Sunday, June 24, 2012

A 'Prisoner' For Life?


Aung San Suu Kyi's visit to the U.K has been cause for celebration. She has met the great and the good and the not so good and found time to acknowledge how important Dave Lee Travis was in keeping her spirits up during the her house arrest. It has always been a time for contemplation, argument and the start of in-house fighting by the various pro-democracy groups of ex-pat Burmese citizens resident in the U.K and Europe.

Showing a distinct similarity between themselves and the Peoples Popular Front of Judea and the Popular Peoples Front of Judea the disparate groups argument seems to be that now Aung San Suu Kyi is 'free' she should be speaking up more about conditions in Burma  rather than been feted by so many people who campaigned long and hard for her release.

I would have thought that every moment she is in the public eye people are being reminded of exactly what the situation in Burma is, nothing has changed. The country may now allow the sale of Coca Cola and be open to visits by party political leaders but basically things are exactly the same as they were before Auung San Suu Kyi was released. She recognises this herself and in her speech at Oxford University where she received an honorary Doctorate she said, "Burma is at the beginning of a road,but it’s not smooth, it’s not well made – it’s not even there yet; we will have to create it for ourselves. Too many people are expecting too much of Burma. Many people think the Burmese road is like the road I took from London to Oxford, so smooth and straight that I was almost car sick.” Even after the recent reforms that have allowed her finally to take a trip abroad, Burma is not like that, she said. “We have to make the road ourselves, inch by painful inch.”

What Suu Kyi's party, the National League For Democracy, have to do when she returns to Burma is get down to what the Americans call 'the dirty yards', an American football term for describing the running plays needed to get the crucial first down. Basics like human rights, the economy, minority group interests, ethnic tension, the role of the private sector in a military state all have to be tackled.
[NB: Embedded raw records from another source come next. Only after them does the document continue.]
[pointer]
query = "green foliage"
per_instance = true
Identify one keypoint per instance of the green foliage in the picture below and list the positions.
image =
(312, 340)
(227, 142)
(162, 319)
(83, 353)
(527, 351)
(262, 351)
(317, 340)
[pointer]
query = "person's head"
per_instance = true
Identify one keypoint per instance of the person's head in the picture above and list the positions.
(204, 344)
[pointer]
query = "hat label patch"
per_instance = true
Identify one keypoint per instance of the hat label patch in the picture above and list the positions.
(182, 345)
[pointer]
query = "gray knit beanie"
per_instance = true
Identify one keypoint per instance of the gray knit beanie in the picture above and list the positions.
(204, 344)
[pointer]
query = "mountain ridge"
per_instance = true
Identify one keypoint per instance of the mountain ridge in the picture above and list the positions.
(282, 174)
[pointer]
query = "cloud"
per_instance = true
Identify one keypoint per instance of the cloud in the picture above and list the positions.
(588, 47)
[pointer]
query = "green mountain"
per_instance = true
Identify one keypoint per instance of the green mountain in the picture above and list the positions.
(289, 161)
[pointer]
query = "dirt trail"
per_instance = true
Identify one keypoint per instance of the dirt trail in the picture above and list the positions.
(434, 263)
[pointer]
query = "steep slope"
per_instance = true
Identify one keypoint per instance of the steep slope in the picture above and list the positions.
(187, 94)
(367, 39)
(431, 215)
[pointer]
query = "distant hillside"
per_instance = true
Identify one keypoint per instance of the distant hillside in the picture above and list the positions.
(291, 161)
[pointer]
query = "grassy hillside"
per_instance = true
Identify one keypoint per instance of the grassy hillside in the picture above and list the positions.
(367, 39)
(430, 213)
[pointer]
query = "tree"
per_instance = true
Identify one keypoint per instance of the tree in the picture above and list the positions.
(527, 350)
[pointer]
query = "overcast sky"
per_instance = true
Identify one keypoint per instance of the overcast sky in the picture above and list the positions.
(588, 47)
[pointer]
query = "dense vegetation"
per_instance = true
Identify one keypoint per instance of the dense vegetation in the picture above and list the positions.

One of the great debates of our time, whether discussion Iraq, Pakistan or Syria has been the use of sanctions and whether applying them to Governments that are hostile to their own population actually serves any use. Of course in Iraq we saw that the impact of sanctions was the deaths of thousands of children. In Burma the impact of foreign sanctions has been to strengthen the resolve of the Junta who despite partially acknowledging that the existence of a military government is a relic of a bygone age have nevertheless also realised that Burma has suffered from the lack of overseas investment, tourism, international trade - after all every economy is dependent upon the flow of money for it to succeed.

  

Aung San Suu Kyi has received honours and privileges during her visit to the U.K and quite rightly so. It has been as much about sticking two fingers up at the Burmese Government as it has about acknowledging the strength of one woman's mental courage to cope with house arrest. She has herself spoken of how her imprisonment  was not that bad when compared with the conditions that many of her fellow country men and women live under.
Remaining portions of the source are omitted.